The 1992 model Mercedes-Benz SL is an icon of 1990s American wealth and consumer culture. Favored nationwide by image-conscious professionals in affluent suburbs, it was immortalized in popular culture — including the camp comedy hit Death Becomes Her (1992), in which Meryl Streep's reluctantly aging Madeline Ashton drives one recklessly toward immortality. In 500 SL #1 (1992), artist Peter Cain depicted this status symbol head on, in front of an indeterminate pale gray-blue background. The car is instantly recognizable yet slightly bewildering — elongated, compacted, and inflated into a beguiling version of its real-life counterpart. Cain painted the once-sleek coupe without its middle (and without the Mercedes-Benz symbol), fusing the remnants seamlessly together. This distortion is a signature element of Cain's work that has secured a lasting reputation for the artist more than a decade after his death. The painting's multiple horizon lines allow the viewer to look simutaneously under the bumper and over the roof. The artist has represented the car as a glowing sculpture, a larger-than-life monument to itself. Cain's futuristic restructuring of the car is equal parts optimism and paranoid speculation. The surface of the car is gleaming, free of key marks and other unappealing realities of everyday life. However, the Mercedes is also menacing, with its aggressively frontal depiction, utopian sheen, and apocalyptic absence of human life.

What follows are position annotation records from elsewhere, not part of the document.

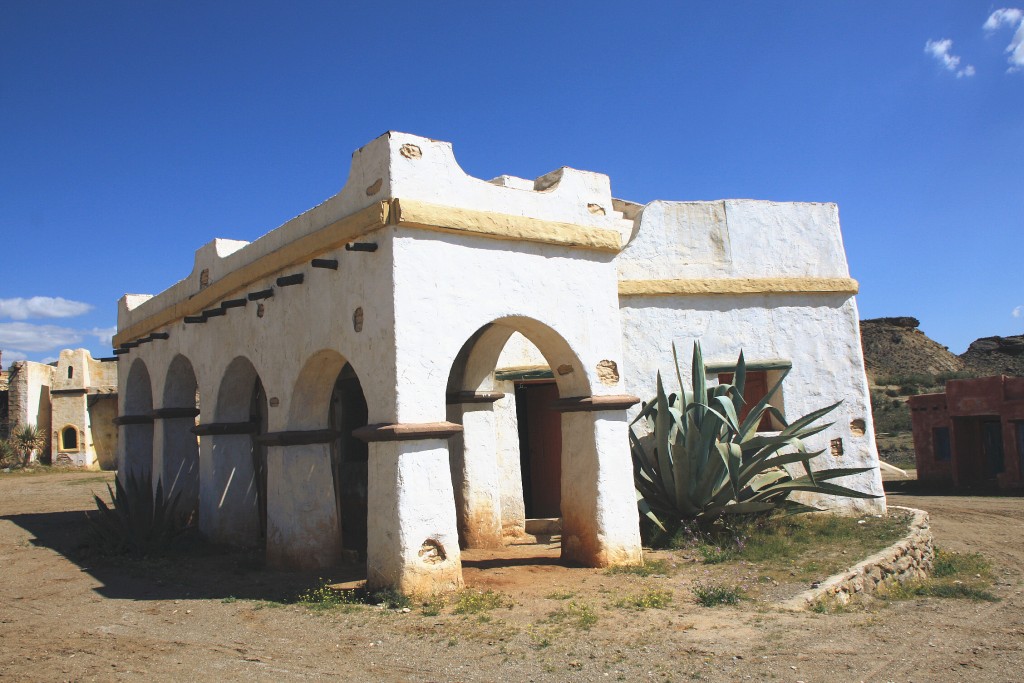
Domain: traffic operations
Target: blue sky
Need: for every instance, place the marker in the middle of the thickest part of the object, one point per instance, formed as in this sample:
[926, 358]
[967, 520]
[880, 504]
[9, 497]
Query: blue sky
[133, 132]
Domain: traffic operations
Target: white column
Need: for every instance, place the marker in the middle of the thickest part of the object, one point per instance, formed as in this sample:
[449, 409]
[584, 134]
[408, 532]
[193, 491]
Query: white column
[413, 542]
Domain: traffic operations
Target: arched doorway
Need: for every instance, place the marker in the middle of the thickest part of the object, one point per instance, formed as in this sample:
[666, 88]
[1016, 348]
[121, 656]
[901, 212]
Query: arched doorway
[507, 464]
[349, 458]
[136, 423]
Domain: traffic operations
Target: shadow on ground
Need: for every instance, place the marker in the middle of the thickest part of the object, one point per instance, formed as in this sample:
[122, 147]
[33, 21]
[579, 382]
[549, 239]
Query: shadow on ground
[205, 570]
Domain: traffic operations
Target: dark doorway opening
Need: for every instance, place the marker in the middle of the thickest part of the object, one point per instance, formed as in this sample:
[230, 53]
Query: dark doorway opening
[348, 459]
[540, 449]
[991, 440]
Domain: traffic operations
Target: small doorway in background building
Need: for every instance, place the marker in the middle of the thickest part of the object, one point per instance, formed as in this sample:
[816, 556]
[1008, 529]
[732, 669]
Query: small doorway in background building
[991, 440]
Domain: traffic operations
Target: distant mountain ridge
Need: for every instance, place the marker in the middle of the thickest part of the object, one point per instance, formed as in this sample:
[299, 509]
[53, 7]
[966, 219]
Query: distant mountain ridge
[896, 347]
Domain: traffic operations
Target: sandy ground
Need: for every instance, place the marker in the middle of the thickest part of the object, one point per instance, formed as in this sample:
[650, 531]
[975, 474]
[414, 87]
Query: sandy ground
[215, 619]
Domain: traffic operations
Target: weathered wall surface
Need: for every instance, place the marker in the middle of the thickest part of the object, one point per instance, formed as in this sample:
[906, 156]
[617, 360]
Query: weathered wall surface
[103, 433]
[29, 395]
[753, 245]
[78, 381]
[446, 269]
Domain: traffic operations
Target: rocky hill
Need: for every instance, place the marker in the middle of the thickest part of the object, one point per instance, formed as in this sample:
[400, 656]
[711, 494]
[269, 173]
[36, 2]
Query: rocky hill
[901, 360]
[995, 355]
[895, 347]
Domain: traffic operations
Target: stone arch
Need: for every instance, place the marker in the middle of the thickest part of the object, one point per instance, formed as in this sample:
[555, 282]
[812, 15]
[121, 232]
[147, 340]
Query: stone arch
[329, 402]
[478, 463]
[136, 423]
[474, 366]
[179, 470]
[71, 438]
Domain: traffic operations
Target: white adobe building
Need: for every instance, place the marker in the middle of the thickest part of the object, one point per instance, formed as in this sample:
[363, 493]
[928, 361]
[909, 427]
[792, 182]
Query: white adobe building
[427, 358]
[73, 400]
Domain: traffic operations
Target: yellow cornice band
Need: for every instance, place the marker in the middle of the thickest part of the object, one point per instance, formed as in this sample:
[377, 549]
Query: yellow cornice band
[411, 213]
[737, 286]
[327, 238]
[403, 213]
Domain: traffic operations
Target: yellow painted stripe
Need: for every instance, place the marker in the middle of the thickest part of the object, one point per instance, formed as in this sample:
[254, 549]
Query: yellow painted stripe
[411, 213]
[737, 286]
[327, 238]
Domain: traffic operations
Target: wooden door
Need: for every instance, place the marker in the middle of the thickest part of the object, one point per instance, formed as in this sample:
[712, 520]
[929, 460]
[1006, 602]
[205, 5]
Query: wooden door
[540, 449]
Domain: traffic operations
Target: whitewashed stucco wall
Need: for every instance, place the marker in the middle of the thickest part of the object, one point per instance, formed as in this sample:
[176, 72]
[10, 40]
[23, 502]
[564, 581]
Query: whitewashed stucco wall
[817, 333]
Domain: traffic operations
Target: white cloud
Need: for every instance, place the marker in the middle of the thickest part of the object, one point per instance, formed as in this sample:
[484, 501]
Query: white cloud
[104, 335]
[29, 337]
[940, 50]
[1011, 17]
[23, 309]
[10, 356]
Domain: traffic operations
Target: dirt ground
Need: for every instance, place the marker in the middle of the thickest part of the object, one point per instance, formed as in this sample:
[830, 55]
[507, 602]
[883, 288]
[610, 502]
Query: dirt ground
[219, 617]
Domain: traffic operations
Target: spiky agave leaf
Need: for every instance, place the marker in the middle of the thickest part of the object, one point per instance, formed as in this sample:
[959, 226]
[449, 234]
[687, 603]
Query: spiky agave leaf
[700, 462]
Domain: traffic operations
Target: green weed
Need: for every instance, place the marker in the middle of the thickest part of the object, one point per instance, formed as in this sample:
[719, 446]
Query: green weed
[648, 568]
[712, 595]
[473, 602]
[576, 614]
[647, 600]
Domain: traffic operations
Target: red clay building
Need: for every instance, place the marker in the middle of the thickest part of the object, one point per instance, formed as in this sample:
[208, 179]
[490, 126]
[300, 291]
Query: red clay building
[973, 434]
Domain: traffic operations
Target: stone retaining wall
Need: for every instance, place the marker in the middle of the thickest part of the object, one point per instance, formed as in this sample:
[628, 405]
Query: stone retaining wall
[906, 559]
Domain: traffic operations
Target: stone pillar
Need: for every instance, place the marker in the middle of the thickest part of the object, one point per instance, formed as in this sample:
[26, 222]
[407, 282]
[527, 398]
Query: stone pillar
[176, 456]
[135, 445]
[228, 497]
[476, 479]
[600, 521]
[413, 542]
[302, 526]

Cain began his paintings with clipped and taped collages of car advertisements. He then refined the newly configured shapes through multiple drawings, which indicated the scale and size of the subsequent paintings. 500 SL #1 is coolly rendered, with a measured application of oil paint. A note imploring "More Courage and Less Oil" was found in Cain's studio after his death, which has suggested to art historians and critics that he was attempting to refine his practice by limiting the amount of paint he would allow himself. Cain's depictions of automobiles recall the adept brush handling seen in Robert Bechtle's 1970s paintings of suburban environments. Cain's paintings, often aligned stylistically with Photorealism, depart from the majority of works on canvas being made in the 1980s and early 1990s, especially the expressionist figural paintings by artists such as Julian Schnabel and Carroll Dunham. Cain's use of symbols of commodity culture recalls the appropriation popularized by the Pictures Generation artists of the late 1970s and early 1980s, particularly Richard Prince. However, Cain complicated any clear-cut appropriation by altering the appropriated object and then subjectively translating it onto canvas. 500 SL #1 is disorienting in its surreal reinterpretation of the everyday. By slowing down the viewer with an altered image, Cain provided commentary on the way we consume products and images.
Peter Cain (1959-1997)
Born in Orange, New Jersey, Peter Cain attended Parsons School of Design and the School of Visual Arts in New York City. He is often referred to as "the car painter" and with good reason: of the sixty-three canvases he made in his brief career, fifty-four are the now iconic large-scale, veristic paintings of automobiles for which Cain became increasingly known in the late 1980s. In 1989 New York's Pat Hearn Gallery showed Cain's latest series; those elongated, slick, and vertically upended sports cars signaled an evolution in the artist's work. Cain's works from 1992 to 1995 — groundbreaking portraits of distorted, heavily manipulated, highly evolved cars and jeeps —were seen widely in the mid-1990s when they were included in a multitude of exhibitions, such as the 1993 and 1995 Whitney Biennials. Art critic Jerry Saltz lauded Cain's work as a "pivot point" in the return of painting to critical acceptance from its low regard by many writers and academics in the early 1980s. Cain's career was cut drastically short one month before the opening of his third solo show at Matthew Marks Gallery in 1997, when at age thirty-seven he suffered a fatal cerebral hemorrhage. That critically praised exhibition signaled a departure from his signature sub-ject, featuring large-scale paintings of the artist's boyfriend, Sean, lying on the beach, his face cropped in much the same way that Cain would truncate the hood of a Jeep or Porsche.